Picture Another Bin-tree
Since drawing all those separate bitmaps for each word of each result your user finds is a bit slow, I created a binary-tree of previously created word entries, and scan these before generating any new bitmaps. When the word, spelled exactly the same, including the punctuations trailing it, with the exact same font, size, and color, is not in the binary tree, then the one the program is about to create is stored in the tree and referenced for later. And, when the image you're looking for is already there, then that word's
classWordImage element's bitmap field pointer points to the bitmap in the element which stays in the
WordImage binary tree.
The binary tree can be found in the
public bool WordSetInBinTree(ref classWordImage wordImage)

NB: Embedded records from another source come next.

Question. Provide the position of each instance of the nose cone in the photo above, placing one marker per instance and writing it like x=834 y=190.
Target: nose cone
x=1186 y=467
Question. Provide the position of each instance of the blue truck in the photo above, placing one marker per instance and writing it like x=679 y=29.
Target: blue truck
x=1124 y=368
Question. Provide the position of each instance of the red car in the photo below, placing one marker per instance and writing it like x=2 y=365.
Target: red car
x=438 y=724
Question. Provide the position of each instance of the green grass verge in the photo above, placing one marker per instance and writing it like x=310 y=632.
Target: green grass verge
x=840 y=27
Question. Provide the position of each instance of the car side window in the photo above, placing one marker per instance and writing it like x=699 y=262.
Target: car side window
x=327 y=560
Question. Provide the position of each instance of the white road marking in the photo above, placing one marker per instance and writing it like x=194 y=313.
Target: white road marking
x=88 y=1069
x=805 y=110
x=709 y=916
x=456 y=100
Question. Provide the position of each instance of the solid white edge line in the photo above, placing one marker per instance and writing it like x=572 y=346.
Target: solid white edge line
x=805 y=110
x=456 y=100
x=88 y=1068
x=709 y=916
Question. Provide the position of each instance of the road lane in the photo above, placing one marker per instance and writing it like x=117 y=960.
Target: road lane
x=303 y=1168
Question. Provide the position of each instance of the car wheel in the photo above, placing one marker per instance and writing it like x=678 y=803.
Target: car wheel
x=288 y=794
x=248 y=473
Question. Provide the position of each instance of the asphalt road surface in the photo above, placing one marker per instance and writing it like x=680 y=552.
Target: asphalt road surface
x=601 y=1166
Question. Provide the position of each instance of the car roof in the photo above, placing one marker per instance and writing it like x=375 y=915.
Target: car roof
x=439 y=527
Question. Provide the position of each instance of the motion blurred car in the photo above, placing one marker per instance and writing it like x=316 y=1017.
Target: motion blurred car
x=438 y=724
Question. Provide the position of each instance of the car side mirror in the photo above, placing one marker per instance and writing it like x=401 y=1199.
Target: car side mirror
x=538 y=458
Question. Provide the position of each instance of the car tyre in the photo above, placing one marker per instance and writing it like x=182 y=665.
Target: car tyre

Have another look at the pretty picture above. You'll notice two check boxes at the bottom of the dictionary's form. The first one on the left lets you use the dictionary from any other application, either your web-browser or word-processor; simply highlight the word you want to look-up, then punch the keys Ctrl-C or Ctrl-X, and when the word appears in Windows' clipboard, the dictionary will treat it like a search command as if you had typed the word in the text box on the top of the form and pressed Enter.
The second check-box lets you click on the bitmap and have whatever word you clicked defined. This is done through the use of
public classWordImage getWordUnderMouse()
and is called when the
mouse_click event is handled.
As a bonus, you can play a game. Without using the keyboard, but only the mouse, try to click your way from 'zebra' to 'aardvark'. It'll take you hours!
There is a third checkbox now with this new updated version of the GCIDE Dictionary which reads 'Popup Mouse Hover DEfinition'.
When this is checked, any word beneath your mouse cursor, when you let it hover, will have its own pop-up definition appear. A list box will appear beneath the mouse cursor and in front of the word, and beside it, a popup form with that word's definition. The mouse-wheel allows you to scroll over the pop-up definition, and you can also move the mouse down to any of the other entries listed in the list-box should the word you're looking at has several sources for that particular spelling.
I've added a few comments to the code and elaborated more where I thought explanation was needed, but in many cases, the name of the function seemed enough to call it self-explanatory, so you shouldn't have any problem using the classes.